The cheapest I've come by thusfar are:
*this one
*NicVape
*LT-ecigs
As a student, you're always looking for the best price that you can get on something lol. That "not much of a difference" can be quite a difference to us. What would your honest opinion be on the local prices of DIY supplies?


----------



## Andre (30/11/13)

Alawhie said:


> So guys, I heard about this site called Inawera Flavours. Had a look at their prices for Nic base and concentrates, and it seemed good. Even their shipping prices seemed to be somewhat low in comparison to what you'd pay with other vendors. My question... Are run-in's with customs common with importing things such as nic base? Or should they allow small quantities through without any hassle?

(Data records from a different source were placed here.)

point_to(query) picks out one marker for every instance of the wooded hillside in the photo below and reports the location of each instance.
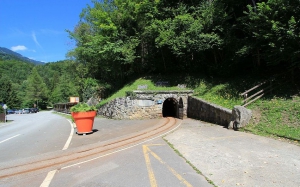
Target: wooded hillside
(118, 39)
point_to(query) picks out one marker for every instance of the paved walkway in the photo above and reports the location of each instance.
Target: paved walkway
(232, 158)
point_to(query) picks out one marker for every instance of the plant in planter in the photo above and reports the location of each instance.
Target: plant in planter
(83, 115)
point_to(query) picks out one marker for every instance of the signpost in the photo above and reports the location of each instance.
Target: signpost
(4, 107)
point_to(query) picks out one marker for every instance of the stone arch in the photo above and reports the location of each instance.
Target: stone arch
(170, 108)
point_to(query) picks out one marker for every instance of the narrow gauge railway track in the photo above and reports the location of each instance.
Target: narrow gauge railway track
(60, 159)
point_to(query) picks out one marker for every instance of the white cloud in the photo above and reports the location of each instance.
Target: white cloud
(35, 40)
(18, 48)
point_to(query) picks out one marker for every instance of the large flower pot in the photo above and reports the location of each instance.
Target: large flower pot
(84, 121)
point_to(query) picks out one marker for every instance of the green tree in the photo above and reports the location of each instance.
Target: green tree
(64, 89)
(36, 90)
(8, 93)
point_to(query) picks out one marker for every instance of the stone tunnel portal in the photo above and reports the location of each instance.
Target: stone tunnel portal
(170, 108)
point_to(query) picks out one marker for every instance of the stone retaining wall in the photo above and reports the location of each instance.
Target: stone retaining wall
(142, 105)
(2, 117)
(205, 111)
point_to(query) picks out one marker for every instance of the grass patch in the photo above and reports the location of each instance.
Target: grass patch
(276, 117)
(188, 162)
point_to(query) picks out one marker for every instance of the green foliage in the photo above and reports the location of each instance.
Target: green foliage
(278, 117)
(82, 107)
(8, 93)
(36, 90)
(1, 109)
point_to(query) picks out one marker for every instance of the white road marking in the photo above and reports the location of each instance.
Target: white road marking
(10, 138)
(51, 174)
(70, 137)
(48, 179)
(120, 149)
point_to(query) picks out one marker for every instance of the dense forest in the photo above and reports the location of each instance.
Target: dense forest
(118, 40)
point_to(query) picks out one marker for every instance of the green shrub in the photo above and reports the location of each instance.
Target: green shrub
(1, 109)
(82, 107)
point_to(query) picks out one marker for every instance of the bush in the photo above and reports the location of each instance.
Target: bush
(1, 109)
(82, 107)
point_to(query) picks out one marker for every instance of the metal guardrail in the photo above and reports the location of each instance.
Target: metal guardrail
(265, 87)
(63, 107)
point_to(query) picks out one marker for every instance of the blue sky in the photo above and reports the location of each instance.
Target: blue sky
(36, 28)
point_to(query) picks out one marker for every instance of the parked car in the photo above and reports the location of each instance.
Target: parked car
(26, 111)
(10, 111)
(33, 110)
(18, 112)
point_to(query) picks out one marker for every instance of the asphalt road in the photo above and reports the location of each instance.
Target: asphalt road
(27, 135)
(148, 163)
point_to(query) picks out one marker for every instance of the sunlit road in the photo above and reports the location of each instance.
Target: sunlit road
(27, 135)
(148, 162)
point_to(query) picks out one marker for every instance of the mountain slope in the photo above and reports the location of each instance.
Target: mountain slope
(7, 54)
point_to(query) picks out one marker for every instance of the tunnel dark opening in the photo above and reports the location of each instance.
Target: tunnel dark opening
(170, 107)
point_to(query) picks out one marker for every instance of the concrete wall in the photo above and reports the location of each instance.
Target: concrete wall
(205, 111)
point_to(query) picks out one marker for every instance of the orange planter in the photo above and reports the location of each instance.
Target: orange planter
(84, 121)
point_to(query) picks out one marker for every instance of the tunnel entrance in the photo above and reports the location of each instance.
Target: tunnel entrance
(170, 108)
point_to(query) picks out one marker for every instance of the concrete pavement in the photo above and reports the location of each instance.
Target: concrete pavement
(232, 158)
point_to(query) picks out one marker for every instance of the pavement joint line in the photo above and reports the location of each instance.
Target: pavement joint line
(48, 179)
(121, 149)
(70, 136)
(10, 138)
(224, 137)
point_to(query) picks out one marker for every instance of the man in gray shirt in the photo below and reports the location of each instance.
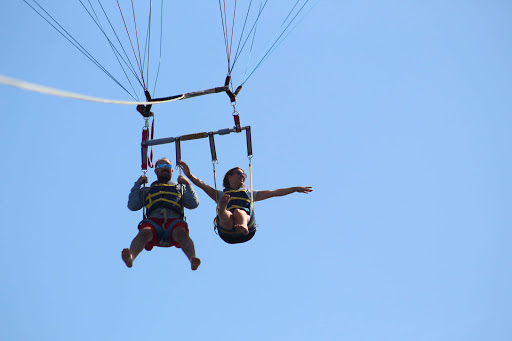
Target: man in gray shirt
(163, 225)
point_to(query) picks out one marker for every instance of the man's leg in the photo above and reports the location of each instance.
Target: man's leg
(180, 235)
(240, 221)
(139, 242)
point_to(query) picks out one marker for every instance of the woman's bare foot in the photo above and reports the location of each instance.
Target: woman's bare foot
(194, 263)
(242, 228)
(127, 257)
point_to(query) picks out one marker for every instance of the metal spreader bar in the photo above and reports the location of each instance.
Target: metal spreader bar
(195, 136)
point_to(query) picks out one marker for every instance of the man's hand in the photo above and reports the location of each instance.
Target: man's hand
(183, 181)
(142, 180)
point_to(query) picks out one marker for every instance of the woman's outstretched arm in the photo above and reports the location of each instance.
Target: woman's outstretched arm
(262, 195)
(198, 182)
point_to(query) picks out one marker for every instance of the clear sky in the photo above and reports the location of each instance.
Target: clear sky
(398, 113)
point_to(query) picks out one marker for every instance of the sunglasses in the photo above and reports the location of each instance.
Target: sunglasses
(164, 165)
(237, 172)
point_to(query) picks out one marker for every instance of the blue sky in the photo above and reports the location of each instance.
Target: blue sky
(397, 113)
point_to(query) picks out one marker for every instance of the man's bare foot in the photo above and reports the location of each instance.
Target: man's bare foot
(223, 203)
(242, 228)
(127, 257)
(194, 263)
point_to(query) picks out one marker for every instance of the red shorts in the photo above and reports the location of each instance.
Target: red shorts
(161, 234)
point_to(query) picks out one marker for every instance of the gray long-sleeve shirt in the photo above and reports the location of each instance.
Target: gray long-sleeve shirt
(138, 194)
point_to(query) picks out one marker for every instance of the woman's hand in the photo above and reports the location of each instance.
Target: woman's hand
(184, 167)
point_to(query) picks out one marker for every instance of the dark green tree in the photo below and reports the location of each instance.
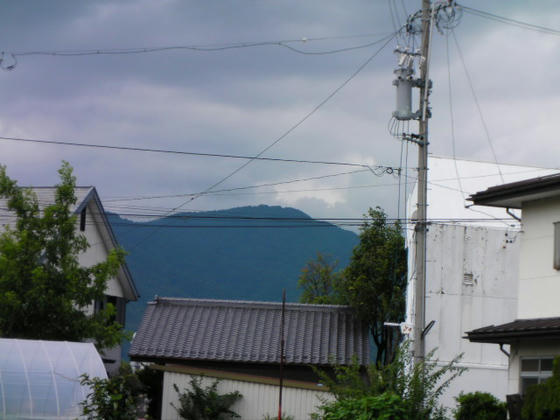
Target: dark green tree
(319, 280)
(204, 402)
(542, 401)
(481, 406)
(113, 398)
(374, 282)
(44, 291)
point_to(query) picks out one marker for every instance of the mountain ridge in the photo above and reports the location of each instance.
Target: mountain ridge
(243, 253)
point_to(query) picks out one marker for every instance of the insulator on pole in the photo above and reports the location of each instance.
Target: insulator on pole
(404, 83)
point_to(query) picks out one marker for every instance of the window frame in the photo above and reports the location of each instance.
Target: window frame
(539, 374)
(556, 247)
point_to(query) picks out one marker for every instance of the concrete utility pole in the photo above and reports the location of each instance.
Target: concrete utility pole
(420, 228)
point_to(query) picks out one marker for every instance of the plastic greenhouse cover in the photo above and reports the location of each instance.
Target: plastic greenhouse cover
(41, 379)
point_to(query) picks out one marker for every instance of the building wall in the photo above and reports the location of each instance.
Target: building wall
(539, 282)
(471, 283)
(258, 399)
(97, 252)
(532, 348)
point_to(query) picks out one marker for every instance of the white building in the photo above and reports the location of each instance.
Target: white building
(238, 343)
(471, 273)
(533, 333)
(92, 222)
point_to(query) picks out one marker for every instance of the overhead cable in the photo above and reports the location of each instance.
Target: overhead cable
(9, 60)
(509, 21)
(182, 152)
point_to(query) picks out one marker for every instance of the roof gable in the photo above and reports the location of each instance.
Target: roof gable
(249, 332)
(514, 194)
(84, 196)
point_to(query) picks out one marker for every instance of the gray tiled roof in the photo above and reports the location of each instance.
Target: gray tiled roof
(520, 328)
(239, 331)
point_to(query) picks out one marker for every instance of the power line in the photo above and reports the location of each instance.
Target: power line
(292, 128)
(270, 184)
(477, 103)
(509, 21)
(198, 48)
(451, 116)
(181, 152)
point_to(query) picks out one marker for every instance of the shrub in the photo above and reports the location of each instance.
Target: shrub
(386, 406)
(480, 406)
(542, 401)
(284, 417)
(419, 385)
(111, 399)
(205, 403)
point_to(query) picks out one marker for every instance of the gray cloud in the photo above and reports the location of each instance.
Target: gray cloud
(239, 101)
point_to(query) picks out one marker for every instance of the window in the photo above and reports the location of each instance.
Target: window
(534, 371)
(119, 305)
(83, 219)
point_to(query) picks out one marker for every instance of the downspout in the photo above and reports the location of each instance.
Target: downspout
(508, 211)
(504, 351)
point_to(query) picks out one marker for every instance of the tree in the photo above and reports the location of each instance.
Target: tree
(114, 398)
(399, 390)
(374, 282)
(44, 291)
(204, 402)
(319, 281)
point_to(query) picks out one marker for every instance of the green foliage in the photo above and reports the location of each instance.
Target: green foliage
(114, 398)
(319, 281)
(44, 290)
(374, 282)
(419, 386)
(205, 403)
(386, 406)
(542, 401)
(284, 417)
(480, 406)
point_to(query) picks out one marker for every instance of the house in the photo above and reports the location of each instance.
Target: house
(93, 223)
(534, 333)
(472, 269)
(238, 342)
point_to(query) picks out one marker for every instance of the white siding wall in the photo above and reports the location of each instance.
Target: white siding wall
(458, 304)
(258, 399)
(539, 282)
(97, 252)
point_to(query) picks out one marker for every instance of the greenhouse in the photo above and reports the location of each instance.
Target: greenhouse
(41, 379)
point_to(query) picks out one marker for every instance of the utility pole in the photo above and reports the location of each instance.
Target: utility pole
(422, 204)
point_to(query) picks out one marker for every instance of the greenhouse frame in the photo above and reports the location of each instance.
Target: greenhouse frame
(41, 379)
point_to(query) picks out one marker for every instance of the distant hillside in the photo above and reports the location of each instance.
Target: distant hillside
(225, 254)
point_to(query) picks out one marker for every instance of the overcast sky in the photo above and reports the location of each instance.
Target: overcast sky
(239, 101)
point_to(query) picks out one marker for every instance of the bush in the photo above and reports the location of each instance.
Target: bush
(204, 403)
(114, 398)
(480, 406)
(386, 406)
(419, 386)
(542, 401)
(271, 417)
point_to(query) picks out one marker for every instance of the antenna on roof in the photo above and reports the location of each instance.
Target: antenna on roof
(281, 353)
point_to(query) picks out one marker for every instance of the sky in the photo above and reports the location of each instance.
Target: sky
(239, 101)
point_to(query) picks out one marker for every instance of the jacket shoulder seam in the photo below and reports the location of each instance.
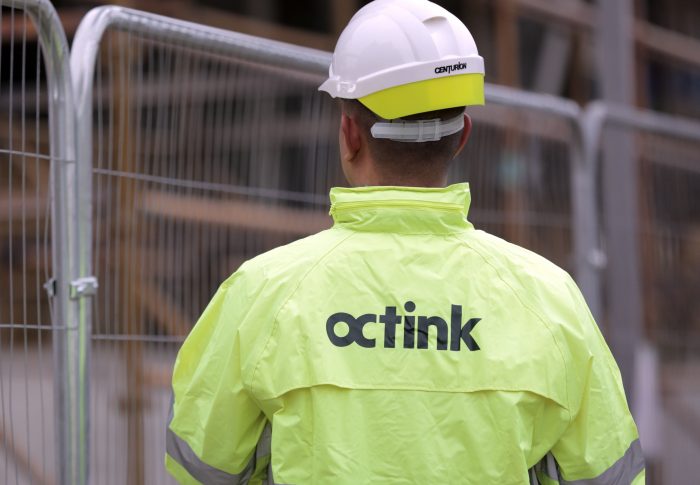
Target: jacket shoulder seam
(534, 312)
(284, 303)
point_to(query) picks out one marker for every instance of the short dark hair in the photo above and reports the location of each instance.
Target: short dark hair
(401, 160)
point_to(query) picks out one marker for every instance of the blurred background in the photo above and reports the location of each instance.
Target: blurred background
(196, 156)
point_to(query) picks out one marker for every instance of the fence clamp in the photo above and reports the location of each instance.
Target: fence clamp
(50, 287)
(83, 287)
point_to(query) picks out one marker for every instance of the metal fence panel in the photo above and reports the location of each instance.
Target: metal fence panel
(39, 437)
(660, 338)
(207, 147)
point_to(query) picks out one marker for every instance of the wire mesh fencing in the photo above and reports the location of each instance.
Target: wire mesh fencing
(26, 356)
(664, 155)
(201, 161)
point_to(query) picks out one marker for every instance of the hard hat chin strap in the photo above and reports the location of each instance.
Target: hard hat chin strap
(417, 131)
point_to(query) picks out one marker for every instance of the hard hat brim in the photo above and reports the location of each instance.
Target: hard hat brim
(429, 95)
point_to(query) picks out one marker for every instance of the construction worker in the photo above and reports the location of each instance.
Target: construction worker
(401, 346)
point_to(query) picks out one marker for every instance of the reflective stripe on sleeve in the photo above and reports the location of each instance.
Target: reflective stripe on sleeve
(180, 451)
(623, 470)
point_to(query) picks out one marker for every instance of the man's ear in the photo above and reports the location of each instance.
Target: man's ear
(350, 136)
(466, 131)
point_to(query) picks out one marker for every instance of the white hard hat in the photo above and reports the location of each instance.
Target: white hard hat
(404, 57)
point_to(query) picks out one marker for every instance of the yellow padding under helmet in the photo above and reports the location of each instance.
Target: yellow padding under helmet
(428, 95)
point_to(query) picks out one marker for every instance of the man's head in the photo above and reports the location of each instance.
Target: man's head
(367, 160)
(404, 70)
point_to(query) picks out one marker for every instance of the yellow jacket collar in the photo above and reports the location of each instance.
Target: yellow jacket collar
(408, 210)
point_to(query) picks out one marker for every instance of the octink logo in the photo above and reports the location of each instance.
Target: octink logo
(415, 329)
(460, 66)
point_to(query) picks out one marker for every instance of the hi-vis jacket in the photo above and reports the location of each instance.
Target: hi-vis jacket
(401, 346)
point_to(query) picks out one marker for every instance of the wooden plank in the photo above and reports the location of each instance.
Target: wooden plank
(162, 308)
(250, 215)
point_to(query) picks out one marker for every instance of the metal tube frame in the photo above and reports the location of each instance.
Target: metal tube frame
(70, 336)
(594, 119)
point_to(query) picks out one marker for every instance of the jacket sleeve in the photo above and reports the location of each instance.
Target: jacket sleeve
(215, 430)
(600, 446)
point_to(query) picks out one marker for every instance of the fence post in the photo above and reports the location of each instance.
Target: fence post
(70, 335)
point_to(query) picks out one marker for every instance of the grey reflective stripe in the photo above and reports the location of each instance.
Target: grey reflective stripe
(622, 472)
(181, 452)
(550, 467)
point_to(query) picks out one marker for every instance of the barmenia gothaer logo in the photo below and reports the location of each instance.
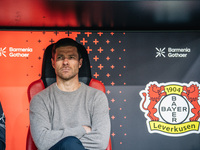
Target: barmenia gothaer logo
(172, 108)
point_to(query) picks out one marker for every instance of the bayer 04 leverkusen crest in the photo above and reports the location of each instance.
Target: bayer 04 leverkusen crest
(172, 108)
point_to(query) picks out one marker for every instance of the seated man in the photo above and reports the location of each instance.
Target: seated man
(2, 129)
(69, 115)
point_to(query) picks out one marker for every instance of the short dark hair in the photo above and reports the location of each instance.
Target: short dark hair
(66, 42)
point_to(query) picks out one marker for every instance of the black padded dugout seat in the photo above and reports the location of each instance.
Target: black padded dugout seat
(48, 77)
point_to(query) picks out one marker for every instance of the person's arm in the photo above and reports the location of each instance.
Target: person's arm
(98, 138)
(2, 129)
(40, 124)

You always run some risk. Does help if the vendor marks your bottles and parcel customs friendly.

Reactions: Like 2


----------



## Silver (30/11/13)

Question to those that have ordered from international suppliers:

How many have been stopped and searched by customs, but you still got it after paying duties etc
How many were destroyed or you lost it?

Are we talking 1 out of 3 or 1 out of 10. What sort of odds?

Reactions: Like 1


----------



## Alawhie (30/11/13)

I noticed that they nailed stroodlepuff heavily on duties. Over R1k on nic base which initially cost him under R900. Anyone else have experiences as such with getting nic base from abroad?


----------



## Stroodlepuff (30/11/13)

Yip they hit me hard! Got stopped by customs and went into port of health and all sorts of other crap! got another one though from House Of Liquid in the UK that got through fine. Just check the companies carefully - alot of them will mark the package as something other than what it is for you - I requested this from MT Baker Vaper but they never did it 

You win some you lose some

Reactions: Like 3


----------